Today Cboe announced that it acquired cryptocurrency startup ErisX, which will become part of a new division CBOE Digital. Chicago-based ErisX built a digital asset spot market, a CFTC regulated futures exchange and a CFTC regulated clearing house.
“We believe our acquisition of ErisX, coupled with broad industry participation and support, will help us bring the regulatory framework, transparency, infrastructure and data solutions of traditional markets to the digital asset space,” said Ed Tilly, Chairman, President and CEO of Cboe Global Markets.
This isn’t Cboe’s first foray into the crypto sector. At the height of the 2017 boom, it launched Bitcoin futures. But after the market crashed, it dropped them in March 2019. Meanwhile, CME’s futures had attracted a bigger audience, and Cboe’s withdrawal made it more viable. And then there’s this week’s launch of the first Bitcoin ETF from Proshares, based on CME futures.

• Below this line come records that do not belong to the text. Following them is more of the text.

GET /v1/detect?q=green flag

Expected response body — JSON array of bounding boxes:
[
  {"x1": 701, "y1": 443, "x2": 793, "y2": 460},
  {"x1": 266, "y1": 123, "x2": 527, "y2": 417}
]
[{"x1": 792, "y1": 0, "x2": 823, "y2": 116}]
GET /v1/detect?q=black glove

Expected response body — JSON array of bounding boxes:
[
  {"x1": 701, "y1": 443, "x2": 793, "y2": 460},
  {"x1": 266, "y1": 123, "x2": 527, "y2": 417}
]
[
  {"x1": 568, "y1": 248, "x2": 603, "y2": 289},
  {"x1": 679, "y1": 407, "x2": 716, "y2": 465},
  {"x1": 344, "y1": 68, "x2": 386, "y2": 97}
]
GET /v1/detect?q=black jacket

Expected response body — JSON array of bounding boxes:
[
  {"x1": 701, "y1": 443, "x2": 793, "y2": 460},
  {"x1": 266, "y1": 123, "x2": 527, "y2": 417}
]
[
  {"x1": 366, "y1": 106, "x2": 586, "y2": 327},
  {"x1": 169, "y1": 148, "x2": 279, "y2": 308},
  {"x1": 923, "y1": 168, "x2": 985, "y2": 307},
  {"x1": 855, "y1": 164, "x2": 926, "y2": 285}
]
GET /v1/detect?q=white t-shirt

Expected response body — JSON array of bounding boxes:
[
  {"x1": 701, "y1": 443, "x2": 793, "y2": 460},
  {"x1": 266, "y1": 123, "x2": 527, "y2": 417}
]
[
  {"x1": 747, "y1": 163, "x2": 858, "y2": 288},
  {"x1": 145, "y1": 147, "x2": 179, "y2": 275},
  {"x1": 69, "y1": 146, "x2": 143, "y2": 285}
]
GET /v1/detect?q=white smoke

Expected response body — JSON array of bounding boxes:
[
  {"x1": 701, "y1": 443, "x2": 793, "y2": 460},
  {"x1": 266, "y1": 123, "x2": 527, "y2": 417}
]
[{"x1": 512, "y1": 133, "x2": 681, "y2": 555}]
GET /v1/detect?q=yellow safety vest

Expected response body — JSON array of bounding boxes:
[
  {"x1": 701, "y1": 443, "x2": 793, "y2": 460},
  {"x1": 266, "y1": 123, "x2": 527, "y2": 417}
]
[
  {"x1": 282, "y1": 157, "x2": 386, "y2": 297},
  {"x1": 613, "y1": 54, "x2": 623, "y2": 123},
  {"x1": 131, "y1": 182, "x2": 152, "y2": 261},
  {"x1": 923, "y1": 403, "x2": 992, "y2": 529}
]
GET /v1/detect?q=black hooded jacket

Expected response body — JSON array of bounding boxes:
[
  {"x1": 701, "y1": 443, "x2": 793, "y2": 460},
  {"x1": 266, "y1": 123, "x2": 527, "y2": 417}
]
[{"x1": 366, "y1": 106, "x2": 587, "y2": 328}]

Cboe is planning a Digital Advisory Committee with members drawn from retail brokers, the institutional cryptocurrency space and sell-side banks. Some of the members will also take an equity interest in Cboe Digital. Initial committee members include DRW, Fidelity Digital Assets, Galaxy Digital, Interactive Brokers, NYDIG, Paxos, Robinhood, Virtu Financial and Webull.

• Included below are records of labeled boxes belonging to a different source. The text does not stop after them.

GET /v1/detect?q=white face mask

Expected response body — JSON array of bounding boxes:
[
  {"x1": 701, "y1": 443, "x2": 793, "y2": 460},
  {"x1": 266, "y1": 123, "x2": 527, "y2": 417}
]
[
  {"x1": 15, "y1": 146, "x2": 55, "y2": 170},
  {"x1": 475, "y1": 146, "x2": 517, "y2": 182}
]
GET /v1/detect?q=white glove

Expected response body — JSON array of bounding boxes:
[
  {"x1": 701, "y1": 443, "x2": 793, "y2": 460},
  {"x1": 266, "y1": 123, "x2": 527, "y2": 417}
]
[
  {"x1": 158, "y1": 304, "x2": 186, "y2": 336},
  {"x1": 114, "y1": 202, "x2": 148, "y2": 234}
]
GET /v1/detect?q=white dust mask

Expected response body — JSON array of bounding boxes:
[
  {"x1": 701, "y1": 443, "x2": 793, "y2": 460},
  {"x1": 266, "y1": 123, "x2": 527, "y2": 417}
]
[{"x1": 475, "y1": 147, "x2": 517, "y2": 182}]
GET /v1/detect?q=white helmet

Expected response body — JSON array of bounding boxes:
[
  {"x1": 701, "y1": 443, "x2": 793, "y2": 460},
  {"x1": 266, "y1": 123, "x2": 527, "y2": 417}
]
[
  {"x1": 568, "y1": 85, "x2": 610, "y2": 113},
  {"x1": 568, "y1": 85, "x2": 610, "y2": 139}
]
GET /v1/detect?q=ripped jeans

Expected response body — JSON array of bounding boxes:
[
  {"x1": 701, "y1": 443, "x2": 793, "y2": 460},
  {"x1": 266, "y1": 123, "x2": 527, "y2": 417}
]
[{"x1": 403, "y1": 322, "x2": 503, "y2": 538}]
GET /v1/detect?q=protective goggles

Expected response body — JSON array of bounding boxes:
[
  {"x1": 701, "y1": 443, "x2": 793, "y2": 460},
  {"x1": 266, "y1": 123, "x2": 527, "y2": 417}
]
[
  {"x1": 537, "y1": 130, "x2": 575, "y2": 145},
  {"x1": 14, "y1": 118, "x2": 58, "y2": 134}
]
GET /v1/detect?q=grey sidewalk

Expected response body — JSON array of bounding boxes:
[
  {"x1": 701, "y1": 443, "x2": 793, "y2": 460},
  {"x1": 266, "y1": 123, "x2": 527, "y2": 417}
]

While Goldman Sachs is not mentioned as a committee member, Matthew McDermott, Global Head of Digital Assets at Goldman Sachs commented, “This is an exciting development for institutional adoption of cryptocurrencies, and we look forward to finding ways to work closely with the newly created group, Cboe Digital.”
“With ErisX, in a single step, Cboe is able to enter the digital asset spot, data, derivatives, and clearing ecosystem. Now is the right time to fully embrace and help define this emerging asset class,” said Chris Isaacson, EVP and COO of Cboe.
ErisX had raised a total of $47.5 million, according to Crunchbase, with its Series B funding round in early 2019.
Cboe said it would fund the transaction with cash and increased debt. Subject to regulatory approvals, the deal is expected to close in the first half of 2022.